Non è una crisi di capitale ma di civiltà!
Come vado dicendo da luglio, il capitale industriale regge. Non solo per il boom di export tedesco in cina, che coinvolge i fornitori italiani, ma anche per il boom dell'export itlaiano in cina e in altre aree, specie angolosassoni. Quel che sta avvenendo con il lockdown è una guerra tra capitale industriale e capitale commerciale (almeno i suoi residui), volta ad aumentare il peso sul pil del capitale induistrale, erososi a partire dalla crisi degli anni settanta. Ora il capitale industriale si riprende il suo ruolo. Persino l'industria al sud ha retto e ha perso meno del nord Ovest.
Ebbene, vedo le prime pagine dei giornali, mi basta il titolo e sempre più sono dell'idea che in Occidente il capitale ha perso la cinquantennale guerra al salario.
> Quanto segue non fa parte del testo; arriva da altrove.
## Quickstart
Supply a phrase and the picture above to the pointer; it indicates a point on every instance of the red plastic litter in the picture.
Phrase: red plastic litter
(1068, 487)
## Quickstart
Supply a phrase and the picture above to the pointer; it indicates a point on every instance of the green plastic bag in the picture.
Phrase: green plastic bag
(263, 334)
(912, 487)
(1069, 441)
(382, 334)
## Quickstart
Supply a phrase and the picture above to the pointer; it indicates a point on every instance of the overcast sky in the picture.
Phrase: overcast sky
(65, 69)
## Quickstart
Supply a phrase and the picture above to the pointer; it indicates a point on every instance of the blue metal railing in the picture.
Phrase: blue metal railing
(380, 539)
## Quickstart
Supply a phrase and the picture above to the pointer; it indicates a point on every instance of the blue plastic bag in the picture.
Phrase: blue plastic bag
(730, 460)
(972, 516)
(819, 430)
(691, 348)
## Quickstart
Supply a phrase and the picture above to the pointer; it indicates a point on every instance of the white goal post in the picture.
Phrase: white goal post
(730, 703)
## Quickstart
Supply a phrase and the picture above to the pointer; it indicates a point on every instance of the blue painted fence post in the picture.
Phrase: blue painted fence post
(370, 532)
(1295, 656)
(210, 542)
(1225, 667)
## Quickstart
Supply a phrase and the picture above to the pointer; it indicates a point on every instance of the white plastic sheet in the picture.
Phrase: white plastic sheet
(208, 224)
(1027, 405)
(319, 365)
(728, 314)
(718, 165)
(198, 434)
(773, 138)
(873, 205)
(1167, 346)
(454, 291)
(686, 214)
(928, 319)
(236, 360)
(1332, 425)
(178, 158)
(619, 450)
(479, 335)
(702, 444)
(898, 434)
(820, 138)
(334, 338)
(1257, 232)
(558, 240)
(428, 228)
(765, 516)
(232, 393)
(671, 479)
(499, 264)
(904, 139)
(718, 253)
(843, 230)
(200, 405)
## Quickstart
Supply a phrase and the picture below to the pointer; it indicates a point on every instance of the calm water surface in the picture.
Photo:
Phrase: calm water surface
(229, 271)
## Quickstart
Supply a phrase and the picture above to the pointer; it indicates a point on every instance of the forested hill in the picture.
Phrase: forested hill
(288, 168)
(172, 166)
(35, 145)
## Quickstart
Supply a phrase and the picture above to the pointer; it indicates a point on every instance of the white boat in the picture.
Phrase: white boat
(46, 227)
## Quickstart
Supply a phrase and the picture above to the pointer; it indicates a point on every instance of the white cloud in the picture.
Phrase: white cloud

Schumpeter non è solo quello della distruzione creativa, ma dell'innovazione, della creazione di nuovi prodotti e mercati, quello dello "sblocco" della valorizzazione del capitale. Ora c'è una massa enorme di miseria. Vedo oggi il sole 24 ore, Germania e Giappone si riprendono grazie alla domanda cinese, gli Usa vanno sempre più a debito. Non ci sedemmo dalla parte del torto, ma della ragione, smarrita da decenni dalle nostre parti. Prima ancora di crisi del capitale, è una crisi di civiltà. E siccome penso che il nostro Paese ha sempre espresso livelli culturali alti, anche e soprattutto in tempi bui, non mollo. L'altro giorno ho letto un pezzo del '93 di Contropiano, quando era ancora giornale (io incominciai a scrivere su questo giornale nel '96). Lucidissimo, su Italia ed Europa gli unici che avevano capito tutto. E sono comunisti, perseguitati, controllati. Hanno perso tanto. Ma non l'acume. E io apprezzo chi ha acume. Il resto non mi importa.